I've had difficulty releasing this post but I think it's time:
In the past I have written about people that I have dealt with in a funeral home setting who were going through the throes of trying to understand a suicide. I've expressed the opinion, vaguely, that this type of death could somewhat be understood because the person or persons who committed this "act" must have been in a terrific amount of pain, either physically or emotionally, or both of these feelings somehow combined. I am still of the opinion that in order to take your own life one must be in dire straits, however until recently I was never literally part of the actual event, thereby not truly able to understand the emotions of the people left behind.
Several Monday mornings ago however, I was baptised and was given the unfortunate opportunity to experience a suicide from another perspective. I didn't counsel a virtual stranger who walked through my door at an appointed time to assist in taking care of their dead loved one; a family members spouse took his life early that Monday morning after a long battle with cancer (which by the way he had won) who was on his way to full recovery and within thirty minutes of his discovery I was contacted. I knew he had been ill, and also knew he would recover so that mornings events were the farthest thing from mine or anyone else's mind. Within twenty minutes I had flight arrangements and was on my way to assist as best I could. The next few days were like a roller coaster almost out of control.

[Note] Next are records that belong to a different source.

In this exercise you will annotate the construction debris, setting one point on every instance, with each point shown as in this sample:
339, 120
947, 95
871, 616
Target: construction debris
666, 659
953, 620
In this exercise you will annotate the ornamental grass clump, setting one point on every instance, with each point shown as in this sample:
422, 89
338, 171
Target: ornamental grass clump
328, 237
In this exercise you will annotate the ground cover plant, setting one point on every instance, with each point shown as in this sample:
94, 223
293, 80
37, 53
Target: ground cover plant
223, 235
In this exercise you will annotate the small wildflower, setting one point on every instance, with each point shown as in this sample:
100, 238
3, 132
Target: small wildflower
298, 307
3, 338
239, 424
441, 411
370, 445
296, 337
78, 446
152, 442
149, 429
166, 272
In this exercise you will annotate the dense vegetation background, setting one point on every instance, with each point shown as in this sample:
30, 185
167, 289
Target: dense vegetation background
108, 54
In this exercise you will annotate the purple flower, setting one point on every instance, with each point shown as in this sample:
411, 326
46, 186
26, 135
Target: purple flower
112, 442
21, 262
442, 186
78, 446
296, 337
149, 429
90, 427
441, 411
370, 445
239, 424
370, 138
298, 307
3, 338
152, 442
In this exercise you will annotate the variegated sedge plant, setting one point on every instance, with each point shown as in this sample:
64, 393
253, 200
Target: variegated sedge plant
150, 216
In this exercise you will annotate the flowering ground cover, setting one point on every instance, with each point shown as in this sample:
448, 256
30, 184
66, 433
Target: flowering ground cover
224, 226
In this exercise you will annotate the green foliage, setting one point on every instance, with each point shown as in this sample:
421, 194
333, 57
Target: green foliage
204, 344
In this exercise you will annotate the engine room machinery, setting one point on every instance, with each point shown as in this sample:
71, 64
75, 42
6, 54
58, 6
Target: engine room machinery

Apparently when he was initially deemed terminal the thoughts of ending his life had arisen within him, were shared as well as understood yet were never acted upon; the decision was made to go ahead and attempt to beat the disease, and as I mentioned earlier, he had. Quite honestly if he had still been classified as terminal, one could understand his reasoning and although it would have still been painful, acceptance would have been much, much easier. No note or letter was left behind so there is no way of ever knowing the true "why" behind this. It is very simple and easy to say "it's not your fault", "you can't beat yourself up over this" and the like but in essence the people left behind feel inadequate, feel as though they have been dumped, perhaps even somewhat responsible.
Some may say too bad, it was his life and his choice, just deal with it while others, including myself, feel that this particular instance was a very selfish act, but let me explain myself before you end this read. I truly am of the belief that we should be in total control of our lives and have the right to end it at will, however we also have a responsibility to those we leave behind. When someone loves another, explanations are not only expected, I believe they are deserved. Trying not to speak ill of the dead, I don't blame this man for anything he did; I can't say whether he should or shouldn't have done what he did and I realize that he had to be utterly desperate for a way out, a fixative measure. In summation I guess I have to feel lucky that I have never felt the pain I feel caused this.
I still stand firm however, on the feeling that it was his right, but I also feel it was his obligation to his wife, the one he had the contract with, the one he loved and who loved him in return to at the very least leave some sort of clue as to why he felt that this was the only means available to him. You see it may have solved his problems, but by doing so he has created an entire barrel of new ones for someone else: physically, emotionally as well as monetarily. I guess this stance could be construed as selfish as well but we all have some sort of responsibility to the people we interact with and even though she would have tried to help him with a different means, I think a simple explanation would have sufficed.